The literal meaning of resonance is ‘re-sound' and the resonance of human voice can be anatomically explained. Initial sound waves from true vocal folds pass through spaces of vocal tract and vibrations results from air molecules trapped within these spaces. Vibration can be categorized into sympathetic and harmonic vibrations. As a result, the initial sound is louder and presented with various textures (Houseman 2002: 162). The vocal tract operates as an acoustic resonator, an air filled cavity, where vibrations that travel through are either maximised or dampened. The vibrations are comprised of natural and multiple resonating frequencies, which occur when the vocal folds open and close per second, and form harmonics. Vowel sounds, also known, as formants are directly dependent on vocal organs of vocal tract. Usually lower frequencies are generated by larger spaces and higher frequencies by smaller spaces in the vocal tract. The resonance in this form is called ‘primary resonance', which is air-conducted (Lawrence 2007:106) (The diagram of Source Filter Theory can be found in Appendix 1- A, B). Vibrations occur in other parts of the body and are referred as ‘secondary resonance' or ‘indirect resonance'. Anatomically, the sound is conducted through bones, including teeth, hard plate, nasal bone, cheekbones, sinuses, forehead, and cranium and secondarily in the spinal vertebrae and the rib cage (Lessac 1997:16-17). Christina describes the process, what actually happens in our body:
If you intone a long aah as fully and loudly possible, you may feel as if you have a good strong head resonance, and that you voice is echoing in your nasal and frontal sinus spaces. But what is actually happening is that the bony structures of your hard palate, teeth and cheekbones are picking up the vibrations, and you feel them in the front of your skull. As your soft palate is probably up against the back wall of your pharynx, there is no column of sounded air vibrating in your nose, as your nose and upper head are closed off from the voice vibrations. (Shewell 2010:176-7)
Sundberg (1987) describes 40 different places on the body where people can feel vibrations as they speak. As a result, people misunderstand that these sympathetic vibrations are caused by resonance chambers in the top of the head, above the eyes, and in the chest, where most distinct vibrations occur in the body. However, the spontaneous resonating chambers only include airways above the larynx from glottis to the lips.

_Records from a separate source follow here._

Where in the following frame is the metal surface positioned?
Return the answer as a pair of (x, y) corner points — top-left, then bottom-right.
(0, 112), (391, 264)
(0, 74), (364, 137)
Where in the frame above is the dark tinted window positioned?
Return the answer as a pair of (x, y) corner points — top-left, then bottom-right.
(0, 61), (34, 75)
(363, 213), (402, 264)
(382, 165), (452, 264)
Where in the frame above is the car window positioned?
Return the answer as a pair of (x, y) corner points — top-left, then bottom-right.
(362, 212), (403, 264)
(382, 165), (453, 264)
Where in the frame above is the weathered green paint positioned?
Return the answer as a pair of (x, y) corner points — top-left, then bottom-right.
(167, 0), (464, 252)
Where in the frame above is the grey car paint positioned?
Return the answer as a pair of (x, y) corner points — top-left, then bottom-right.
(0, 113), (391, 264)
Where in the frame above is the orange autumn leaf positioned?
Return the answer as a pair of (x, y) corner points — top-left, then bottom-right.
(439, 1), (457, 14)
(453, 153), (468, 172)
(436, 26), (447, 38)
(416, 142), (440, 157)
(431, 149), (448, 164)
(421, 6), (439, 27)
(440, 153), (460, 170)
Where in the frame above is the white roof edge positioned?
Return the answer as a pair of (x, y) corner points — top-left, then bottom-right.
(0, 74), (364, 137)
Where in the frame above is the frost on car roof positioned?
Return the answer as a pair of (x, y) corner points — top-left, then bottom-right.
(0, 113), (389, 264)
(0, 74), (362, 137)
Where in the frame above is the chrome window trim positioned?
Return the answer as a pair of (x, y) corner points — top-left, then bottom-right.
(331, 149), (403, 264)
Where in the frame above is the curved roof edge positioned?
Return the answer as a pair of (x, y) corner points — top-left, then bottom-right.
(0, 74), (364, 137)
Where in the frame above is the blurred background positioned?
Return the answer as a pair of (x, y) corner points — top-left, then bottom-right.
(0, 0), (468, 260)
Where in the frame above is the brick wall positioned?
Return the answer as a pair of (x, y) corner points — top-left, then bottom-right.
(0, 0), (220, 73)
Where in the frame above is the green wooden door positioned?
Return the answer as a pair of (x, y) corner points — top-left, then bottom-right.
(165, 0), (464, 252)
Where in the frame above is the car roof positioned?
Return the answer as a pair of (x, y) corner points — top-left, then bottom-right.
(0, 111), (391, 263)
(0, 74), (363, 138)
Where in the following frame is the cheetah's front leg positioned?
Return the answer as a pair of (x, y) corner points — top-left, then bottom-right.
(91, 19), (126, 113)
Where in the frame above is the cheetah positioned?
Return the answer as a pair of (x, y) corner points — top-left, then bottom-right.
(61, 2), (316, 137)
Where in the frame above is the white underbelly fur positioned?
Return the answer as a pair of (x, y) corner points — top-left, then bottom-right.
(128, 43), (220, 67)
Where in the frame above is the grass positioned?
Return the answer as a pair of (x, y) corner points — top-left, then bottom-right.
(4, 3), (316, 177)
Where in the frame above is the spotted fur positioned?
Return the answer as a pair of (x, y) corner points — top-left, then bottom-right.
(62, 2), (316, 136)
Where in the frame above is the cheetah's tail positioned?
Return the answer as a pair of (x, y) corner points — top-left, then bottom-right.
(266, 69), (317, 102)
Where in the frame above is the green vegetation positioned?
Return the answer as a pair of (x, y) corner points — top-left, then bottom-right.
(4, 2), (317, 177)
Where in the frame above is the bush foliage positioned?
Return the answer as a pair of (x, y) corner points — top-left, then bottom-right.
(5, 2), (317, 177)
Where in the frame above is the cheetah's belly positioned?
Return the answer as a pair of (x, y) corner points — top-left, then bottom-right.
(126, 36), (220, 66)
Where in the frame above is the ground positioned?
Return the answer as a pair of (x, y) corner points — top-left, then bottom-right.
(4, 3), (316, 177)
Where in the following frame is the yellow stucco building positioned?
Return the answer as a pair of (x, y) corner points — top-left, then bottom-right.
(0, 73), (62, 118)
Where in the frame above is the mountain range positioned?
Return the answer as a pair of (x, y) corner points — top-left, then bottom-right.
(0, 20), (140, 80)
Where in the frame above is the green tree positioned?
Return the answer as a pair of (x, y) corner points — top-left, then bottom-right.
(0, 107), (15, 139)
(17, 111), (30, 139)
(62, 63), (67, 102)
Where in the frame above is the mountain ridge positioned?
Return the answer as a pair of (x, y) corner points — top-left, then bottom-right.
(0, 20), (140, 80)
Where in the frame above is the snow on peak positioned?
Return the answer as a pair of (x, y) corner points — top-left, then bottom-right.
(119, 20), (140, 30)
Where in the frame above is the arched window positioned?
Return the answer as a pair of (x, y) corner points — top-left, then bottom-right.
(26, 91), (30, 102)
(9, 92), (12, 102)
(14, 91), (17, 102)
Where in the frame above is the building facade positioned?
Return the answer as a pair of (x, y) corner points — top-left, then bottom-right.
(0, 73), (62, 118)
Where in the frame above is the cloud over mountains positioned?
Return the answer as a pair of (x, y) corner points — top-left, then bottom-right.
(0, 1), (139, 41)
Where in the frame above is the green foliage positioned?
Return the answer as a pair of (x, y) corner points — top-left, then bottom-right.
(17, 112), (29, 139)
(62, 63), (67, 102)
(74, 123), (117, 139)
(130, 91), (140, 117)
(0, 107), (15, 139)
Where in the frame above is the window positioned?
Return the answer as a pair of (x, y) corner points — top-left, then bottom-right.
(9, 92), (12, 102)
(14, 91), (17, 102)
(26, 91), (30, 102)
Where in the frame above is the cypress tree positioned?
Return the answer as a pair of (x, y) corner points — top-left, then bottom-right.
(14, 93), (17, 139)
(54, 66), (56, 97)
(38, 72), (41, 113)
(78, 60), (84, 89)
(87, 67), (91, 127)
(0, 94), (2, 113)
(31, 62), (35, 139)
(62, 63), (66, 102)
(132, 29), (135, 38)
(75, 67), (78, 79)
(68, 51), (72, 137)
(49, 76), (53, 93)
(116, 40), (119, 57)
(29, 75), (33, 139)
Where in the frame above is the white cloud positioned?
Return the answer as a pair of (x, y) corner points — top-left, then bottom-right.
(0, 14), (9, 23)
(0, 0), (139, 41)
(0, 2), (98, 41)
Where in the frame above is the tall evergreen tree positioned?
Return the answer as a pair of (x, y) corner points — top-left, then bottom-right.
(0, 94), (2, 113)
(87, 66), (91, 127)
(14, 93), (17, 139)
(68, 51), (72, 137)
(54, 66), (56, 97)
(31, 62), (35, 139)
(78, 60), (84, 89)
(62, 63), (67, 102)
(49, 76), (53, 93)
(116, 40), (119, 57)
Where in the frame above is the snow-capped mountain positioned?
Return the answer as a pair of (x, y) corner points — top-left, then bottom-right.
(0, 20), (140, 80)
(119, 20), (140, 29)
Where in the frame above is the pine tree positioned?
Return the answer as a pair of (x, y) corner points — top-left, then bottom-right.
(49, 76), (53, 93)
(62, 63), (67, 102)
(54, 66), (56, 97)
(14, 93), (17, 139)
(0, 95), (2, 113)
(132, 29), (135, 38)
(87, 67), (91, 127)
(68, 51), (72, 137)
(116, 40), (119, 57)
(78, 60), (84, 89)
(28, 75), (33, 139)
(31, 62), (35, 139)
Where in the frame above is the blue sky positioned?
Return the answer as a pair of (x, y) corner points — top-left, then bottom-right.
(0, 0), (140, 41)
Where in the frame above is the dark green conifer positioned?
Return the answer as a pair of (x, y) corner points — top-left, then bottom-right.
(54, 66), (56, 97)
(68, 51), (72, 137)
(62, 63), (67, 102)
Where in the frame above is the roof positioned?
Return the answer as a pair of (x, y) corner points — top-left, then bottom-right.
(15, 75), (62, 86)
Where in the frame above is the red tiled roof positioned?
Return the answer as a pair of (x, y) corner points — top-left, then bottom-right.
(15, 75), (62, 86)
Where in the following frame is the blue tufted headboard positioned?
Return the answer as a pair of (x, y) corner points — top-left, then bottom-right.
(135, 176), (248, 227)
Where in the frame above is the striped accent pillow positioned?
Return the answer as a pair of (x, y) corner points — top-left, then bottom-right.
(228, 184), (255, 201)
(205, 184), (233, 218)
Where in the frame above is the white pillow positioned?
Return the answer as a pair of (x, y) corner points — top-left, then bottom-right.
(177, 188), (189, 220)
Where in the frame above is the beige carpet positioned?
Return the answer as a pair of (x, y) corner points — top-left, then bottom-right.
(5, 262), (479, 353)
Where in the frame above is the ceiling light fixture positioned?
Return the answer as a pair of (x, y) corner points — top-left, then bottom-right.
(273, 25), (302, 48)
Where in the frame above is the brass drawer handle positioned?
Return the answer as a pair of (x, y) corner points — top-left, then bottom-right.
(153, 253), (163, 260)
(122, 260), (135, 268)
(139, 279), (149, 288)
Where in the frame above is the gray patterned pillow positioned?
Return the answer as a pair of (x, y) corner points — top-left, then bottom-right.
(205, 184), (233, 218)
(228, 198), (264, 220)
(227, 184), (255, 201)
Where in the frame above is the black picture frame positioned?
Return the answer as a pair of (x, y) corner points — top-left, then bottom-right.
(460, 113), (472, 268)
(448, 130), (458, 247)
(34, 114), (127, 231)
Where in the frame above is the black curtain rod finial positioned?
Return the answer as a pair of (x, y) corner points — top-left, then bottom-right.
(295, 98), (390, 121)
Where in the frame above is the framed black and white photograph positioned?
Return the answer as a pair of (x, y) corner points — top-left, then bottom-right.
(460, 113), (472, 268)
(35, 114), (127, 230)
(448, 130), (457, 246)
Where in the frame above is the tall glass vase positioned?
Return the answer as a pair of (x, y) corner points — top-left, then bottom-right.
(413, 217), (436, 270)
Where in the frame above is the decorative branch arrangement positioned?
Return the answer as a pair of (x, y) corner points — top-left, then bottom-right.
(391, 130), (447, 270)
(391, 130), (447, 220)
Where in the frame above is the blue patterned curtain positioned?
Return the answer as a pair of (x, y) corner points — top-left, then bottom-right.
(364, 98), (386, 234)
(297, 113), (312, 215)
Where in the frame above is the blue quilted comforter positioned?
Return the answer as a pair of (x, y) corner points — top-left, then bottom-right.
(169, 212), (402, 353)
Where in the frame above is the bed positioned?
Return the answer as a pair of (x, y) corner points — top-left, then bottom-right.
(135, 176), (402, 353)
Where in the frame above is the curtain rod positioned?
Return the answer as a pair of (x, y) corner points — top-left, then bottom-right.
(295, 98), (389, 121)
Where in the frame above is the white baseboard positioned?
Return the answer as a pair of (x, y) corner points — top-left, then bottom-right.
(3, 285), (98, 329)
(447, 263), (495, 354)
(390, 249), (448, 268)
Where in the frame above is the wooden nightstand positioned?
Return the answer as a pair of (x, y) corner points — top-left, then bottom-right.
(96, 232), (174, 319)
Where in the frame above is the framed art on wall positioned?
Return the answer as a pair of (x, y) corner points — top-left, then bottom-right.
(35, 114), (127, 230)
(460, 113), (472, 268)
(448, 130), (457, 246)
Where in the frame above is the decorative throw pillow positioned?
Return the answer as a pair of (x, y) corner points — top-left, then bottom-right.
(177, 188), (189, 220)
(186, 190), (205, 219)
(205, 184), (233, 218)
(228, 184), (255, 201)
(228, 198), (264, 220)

The vocal resonators consist of three sections; the pharyngeal, oral, and nasal. Seikel (1997) defines the chambers within vocal resonators into oral, buccal, nasal, and pharyngeal cavities. The buccal cavity is at lips, between the teeth and the cheeks, which is the oral section of the vocal resonator. (An illustration of the vocal tract can be found in Appendix 2). The complex features of these cavities are what make resonance of human voice unique and balanced (Carey 2008:115). Actors require prerequisite skills of controlling these cavities and master voice techniques to perform various roles.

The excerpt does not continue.